Whether the two of them acted in concert or not, Paxton’s role in this is no mere charade. The logic that underlies his favorable legal opinion is clear and solid. No reasonable person should want to dispute that the governor should have or does have this emergency power. And no one who is reasonable should want to stand in the way of Abbott calling an emergency election as soon as possible. There is no defensible motive for further delay.

No matter what day the election, the timing will be awkward and inconvenient for the voters and the candidates, and there won’t be much of a term left for the winner to serve. Blame Farenthold for all of the inconveniences, including his choice of the waning moments of a Friday afternoon to resign.
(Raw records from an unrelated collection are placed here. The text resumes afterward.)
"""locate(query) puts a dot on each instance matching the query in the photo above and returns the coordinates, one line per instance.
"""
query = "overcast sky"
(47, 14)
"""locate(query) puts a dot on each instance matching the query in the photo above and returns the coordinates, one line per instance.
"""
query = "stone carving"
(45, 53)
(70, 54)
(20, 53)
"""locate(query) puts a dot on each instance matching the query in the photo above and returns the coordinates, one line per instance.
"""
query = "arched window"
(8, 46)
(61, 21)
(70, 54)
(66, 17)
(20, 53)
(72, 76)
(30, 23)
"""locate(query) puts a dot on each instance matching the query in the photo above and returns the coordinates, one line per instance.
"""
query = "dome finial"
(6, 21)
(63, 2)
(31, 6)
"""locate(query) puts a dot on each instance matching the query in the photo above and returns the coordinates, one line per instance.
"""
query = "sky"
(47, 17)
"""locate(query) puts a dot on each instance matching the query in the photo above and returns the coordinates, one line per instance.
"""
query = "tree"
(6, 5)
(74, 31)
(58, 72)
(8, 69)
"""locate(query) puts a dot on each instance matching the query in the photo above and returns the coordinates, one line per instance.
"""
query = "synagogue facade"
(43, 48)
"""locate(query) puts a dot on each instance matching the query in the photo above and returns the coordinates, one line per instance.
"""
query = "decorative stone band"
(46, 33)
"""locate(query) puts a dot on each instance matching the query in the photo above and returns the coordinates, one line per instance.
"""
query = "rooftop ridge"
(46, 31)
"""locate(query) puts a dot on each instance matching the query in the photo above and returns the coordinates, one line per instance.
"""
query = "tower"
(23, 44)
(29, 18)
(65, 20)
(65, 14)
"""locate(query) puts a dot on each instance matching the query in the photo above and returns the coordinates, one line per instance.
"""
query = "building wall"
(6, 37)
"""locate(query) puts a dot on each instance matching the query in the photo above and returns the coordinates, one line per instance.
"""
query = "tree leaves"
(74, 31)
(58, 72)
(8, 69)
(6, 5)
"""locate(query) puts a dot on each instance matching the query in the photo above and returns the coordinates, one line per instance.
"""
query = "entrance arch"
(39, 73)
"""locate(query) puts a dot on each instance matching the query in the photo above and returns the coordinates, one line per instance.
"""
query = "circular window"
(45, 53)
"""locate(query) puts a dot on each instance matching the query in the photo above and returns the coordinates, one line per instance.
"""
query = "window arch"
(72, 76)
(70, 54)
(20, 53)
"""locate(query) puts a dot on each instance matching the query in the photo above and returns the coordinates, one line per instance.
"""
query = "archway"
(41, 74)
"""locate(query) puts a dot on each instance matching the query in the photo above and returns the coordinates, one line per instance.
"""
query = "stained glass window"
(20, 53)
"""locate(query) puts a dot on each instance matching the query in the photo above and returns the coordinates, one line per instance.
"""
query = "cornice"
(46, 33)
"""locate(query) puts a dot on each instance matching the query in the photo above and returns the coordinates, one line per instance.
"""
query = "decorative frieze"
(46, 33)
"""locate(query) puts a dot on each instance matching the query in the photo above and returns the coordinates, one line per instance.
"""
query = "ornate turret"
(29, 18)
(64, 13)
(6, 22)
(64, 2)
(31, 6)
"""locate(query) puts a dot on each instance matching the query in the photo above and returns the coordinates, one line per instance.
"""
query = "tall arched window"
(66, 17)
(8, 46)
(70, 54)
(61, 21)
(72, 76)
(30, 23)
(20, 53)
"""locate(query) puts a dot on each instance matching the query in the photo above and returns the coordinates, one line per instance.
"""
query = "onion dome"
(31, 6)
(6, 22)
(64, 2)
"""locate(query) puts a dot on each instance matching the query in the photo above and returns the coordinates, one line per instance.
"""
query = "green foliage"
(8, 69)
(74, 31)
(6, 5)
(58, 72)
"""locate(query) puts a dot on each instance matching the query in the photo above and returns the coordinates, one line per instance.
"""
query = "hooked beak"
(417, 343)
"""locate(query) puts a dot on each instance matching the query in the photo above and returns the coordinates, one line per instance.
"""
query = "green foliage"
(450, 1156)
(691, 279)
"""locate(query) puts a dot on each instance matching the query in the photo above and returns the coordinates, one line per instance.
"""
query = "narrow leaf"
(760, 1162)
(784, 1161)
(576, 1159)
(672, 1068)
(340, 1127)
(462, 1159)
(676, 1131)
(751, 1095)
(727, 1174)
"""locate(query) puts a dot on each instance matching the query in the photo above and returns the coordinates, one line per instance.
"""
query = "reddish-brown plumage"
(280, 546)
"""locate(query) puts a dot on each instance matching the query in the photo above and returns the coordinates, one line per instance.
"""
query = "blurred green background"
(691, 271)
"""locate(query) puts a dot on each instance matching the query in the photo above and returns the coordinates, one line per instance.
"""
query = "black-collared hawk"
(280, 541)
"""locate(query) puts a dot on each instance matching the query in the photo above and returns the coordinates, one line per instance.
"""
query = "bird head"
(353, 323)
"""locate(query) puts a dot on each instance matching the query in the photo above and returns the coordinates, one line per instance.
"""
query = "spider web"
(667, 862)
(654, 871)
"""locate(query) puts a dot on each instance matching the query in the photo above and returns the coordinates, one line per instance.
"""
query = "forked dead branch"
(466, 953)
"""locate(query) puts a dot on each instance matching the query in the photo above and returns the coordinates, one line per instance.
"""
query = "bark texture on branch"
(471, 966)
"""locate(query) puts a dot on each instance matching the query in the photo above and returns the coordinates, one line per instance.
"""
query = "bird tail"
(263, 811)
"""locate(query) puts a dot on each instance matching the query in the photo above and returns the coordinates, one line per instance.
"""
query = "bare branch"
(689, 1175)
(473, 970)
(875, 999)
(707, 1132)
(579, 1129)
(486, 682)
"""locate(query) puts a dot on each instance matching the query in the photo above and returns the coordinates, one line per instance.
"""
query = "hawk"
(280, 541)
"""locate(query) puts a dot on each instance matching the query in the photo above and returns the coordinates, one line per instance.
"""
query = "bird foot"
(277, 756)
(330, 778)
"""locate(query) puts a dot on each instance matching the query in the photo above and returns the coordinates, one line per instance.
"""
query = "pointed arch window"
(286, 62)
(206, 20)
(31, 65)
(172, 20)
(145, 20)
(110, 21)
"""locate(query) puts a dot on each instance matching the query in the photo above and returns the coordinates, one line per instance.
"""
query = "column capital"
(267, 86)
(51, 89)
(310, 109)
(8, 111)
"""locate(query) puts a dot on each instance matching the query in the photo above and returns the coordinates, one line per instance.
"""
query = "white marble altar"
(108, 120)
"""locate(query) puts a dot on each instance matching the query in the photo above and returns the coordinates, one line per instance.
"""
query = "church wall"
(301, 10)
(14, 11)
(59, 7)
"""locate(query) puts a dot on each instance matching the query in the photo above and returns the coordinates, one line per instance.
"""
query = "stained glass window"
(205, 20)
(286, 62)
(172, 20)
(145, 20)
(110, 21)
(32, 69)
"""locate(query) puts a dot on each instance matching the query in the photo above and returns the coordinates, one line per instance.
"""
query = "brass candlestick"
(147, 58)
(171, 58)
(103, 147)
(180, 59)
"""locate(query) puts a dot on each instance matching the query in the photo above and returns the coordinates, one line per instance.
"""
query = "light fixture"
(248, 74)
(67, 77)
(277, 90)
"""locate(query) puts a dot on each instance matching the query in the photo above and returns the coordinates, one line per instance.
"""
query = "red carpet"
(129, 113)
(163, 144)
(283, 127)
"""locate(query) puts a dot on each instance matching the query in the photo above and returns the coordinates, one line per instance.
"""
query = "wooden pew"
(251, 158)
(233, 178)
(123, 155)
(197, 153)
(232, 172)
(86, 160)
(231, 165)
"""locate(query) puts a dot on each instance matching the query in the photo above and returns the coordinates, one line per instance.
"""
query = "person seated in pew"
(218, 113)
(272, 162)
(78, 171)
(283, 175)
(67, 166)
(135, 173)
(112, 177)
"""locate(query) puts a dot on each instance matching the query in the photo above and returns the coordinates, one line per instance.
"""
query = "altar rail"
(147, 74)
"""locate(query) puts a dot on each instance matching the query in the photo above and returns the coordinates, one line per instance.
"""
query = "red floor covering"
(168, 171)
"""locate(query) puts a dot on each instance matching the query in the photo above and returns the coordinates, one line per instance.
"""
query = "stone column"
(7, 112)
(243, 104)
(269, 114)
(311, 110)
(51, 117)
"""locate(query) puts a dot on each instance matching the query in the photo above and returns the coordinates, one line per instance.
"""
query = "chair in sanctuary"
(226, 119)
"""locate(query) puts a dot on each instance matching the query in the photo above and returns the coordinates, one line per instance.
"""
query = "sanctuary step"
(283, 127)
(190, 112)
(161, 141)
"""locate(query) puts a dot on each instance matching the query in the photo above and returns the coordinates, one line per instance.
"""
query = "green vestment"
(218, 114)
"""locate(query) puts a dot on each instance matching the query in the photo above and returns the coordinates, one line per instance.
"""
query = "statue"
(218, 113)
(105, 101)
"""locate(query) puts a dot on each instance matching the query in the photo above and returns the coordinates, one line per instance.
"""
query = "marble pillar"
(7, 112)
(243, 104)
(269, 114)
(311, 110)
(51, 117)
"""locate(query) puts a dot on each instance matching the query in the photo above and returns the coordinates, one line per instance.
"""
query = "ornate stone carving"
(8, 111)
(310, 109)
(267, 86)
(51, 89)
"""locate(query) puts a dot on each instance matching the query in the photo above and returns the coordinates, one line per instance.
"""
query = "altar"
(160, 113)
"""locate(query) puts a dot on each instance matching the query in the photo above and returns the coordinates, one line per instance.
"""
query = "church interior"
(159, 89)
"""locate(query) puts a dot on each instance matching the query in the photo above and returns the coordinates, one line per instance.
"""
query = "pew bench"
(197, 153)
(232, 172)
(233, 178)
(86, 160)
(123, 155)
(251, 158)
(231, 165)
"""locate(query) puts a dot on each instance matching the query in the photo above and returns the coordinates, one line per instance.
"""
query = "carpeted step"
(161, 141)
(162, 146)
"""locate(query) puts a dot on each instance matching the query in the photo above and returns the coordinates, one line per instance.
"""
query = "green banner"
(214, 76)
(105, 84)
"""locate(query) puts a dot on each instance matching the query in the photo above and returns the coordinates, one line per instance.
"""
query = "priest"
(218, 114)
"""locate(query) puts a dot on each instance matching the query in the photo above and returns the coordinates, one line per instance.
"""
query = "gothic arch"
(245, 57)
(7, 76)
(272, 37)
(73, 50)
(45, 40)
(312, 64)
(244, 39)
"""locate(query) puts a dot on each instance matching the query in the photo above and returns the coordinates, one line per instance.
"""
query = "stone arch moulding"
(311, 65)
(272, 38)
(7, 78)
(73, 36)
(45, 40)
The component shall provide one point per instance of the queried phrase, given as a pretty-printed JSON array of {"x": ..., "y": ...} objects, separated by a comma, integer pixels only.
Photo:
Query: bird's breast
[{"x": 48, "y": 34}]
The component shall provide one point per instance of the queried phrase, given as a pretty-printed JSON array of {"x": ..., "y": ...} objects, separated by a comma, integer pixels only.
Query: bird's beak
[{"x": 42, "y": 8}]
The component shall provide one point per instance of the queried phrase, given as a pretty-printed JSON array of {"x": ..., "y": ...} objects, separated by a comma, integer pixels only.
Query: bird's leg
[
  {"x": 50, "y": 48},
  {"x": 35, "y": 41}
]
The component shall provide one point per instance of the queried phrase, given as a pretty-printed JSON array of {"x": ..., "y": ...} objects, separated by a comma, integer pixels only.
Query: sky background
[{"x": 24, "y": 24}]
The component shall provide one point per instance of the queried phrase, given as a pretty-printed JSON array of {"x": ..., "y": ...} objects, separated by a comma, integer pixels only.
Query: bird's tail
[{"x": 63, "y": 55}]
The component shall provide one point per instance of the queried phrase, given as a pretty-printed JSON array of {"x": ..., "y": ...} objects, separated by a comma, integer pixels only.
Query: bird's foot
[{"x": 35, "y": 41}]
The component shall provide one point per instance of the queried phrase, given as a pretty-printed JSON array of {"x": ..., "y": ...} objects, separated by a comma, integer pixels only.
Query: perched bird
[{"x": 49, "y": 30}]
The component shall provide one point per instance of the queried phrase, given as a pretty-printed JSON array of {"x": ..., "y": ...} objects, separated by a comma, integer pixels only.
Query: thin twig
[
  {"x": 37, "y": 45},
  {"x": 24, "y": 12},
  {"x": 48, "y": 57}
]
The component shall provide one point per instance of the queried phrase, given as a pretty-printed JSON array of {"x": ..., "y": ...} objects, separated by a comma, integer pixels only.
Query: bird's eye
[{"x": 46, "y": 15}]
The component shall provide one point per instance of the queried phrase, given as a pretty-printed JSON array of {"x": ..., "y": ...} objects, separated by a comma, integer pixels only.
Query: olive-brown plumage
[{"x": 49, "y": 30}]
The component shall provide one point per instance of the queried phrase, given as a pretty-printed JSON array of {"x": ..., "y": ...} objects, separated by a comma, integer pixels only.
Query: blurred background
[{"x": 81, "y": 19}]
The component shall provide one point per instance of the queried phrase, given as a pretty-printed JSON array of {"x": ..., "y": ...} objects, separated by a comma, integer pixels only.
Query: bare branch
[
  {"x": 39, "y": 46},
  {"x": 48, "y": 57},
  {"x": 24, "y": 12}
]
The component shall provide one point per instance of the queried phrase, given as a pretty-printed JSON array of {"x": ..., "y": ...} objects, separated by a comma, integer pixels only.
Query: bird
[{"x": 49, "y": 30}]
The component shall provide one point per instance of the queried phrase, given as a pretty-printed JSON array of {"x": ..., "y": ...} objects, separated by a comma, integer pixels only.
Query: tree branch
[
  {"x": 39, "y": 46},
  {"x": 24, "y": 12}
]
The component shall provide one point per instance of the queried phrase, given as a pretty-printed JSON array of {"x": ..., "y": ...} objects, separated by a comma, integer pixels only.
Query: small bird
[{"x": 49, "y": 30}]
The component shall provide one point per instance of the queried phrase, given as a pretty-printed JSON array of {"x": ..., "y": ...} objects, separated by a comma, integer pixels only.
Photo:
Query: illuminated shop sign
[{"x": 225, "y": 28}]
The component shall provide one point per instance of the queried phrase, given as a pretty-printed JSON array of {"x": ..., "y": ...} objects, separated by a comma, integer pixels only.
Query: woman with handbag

Nevertheless, voters should feel motivated to vote and candidates should be anxious to run. The voters will have the rare opportunity to vote three times as of Nov. 6 for their District 27 representative - in the May 22 runoff, the emergency election and the general election.

All voters and all four runoff candidates should strongly favor the soonest special election date possible for the unexpired term. And any of the four runoff candidates who doesn’t want to run for the unexpired term isn’t really a worthy candidate for the full term. They all would risk that if they win the runoff but lose the emergency election, they may face the emergency election winner in November, or at least go into the November election having lost once.

Running for office involves risk. It isn’t for the risk-averse.

___

Beaumont Enterprise. April 24, 2018.

At this point it’s not even clear that Andrew White will prevail over former Dallas County Sheriff Lupe Valdez in the May 22 runoff for the Democratic nomination for governor. And candidates of both parties will say a lot during campaigns to get attention or fire up their base.

Even with those qualifications, however, White has done something worthwhile for Democrats … and Republicans. He has put forth several interesting proposals on improving public education in Texas. Unless Texans are satisfied with the status quo - and we don’t see how they could be - these ideas should be part of the campaign for governor - and the next session of the Legislature.

Ironically, a key part of White’s proposal might be a non-starter - legalizing casino gambling in Texas to raise more money for education.

Lots of Texans would support the second part of that but not the first. More gambling of any kind probably won’t get through the Legislature as long as Republicans control both chambers.

In all, White wants to devote $6.5 billion more to education and cut local property taxes by an additional $2.5 billion. To help pay for the $9 billion plan, he wants to divert $1 billion from border security (which he maintains the federal government is paying for now) and close a $5 billion loophole in commercial property taxes.

Even if casino gambling is not in the future, members of both parties seem to understand that Texas has to spend more on public education - or at least halt the continuing erosion of state aid that forces local taxpayers to spend more.

State aid has dropped from 48 percent in 2008 to 38 percent now. That’s an unfunded mandate if there ever was one, and it’s hard to imagine better schools if that trend continues.

Gov. Greg Abbott has his own ideas on education, from more pre-K to fewer bureaucratic restrictions on local school districts. When Abbott debates either White or Valdez this fall, Texans deserve to hear serious, realistic ways to improve a public education system that must at least meet national averages, if not exceed them.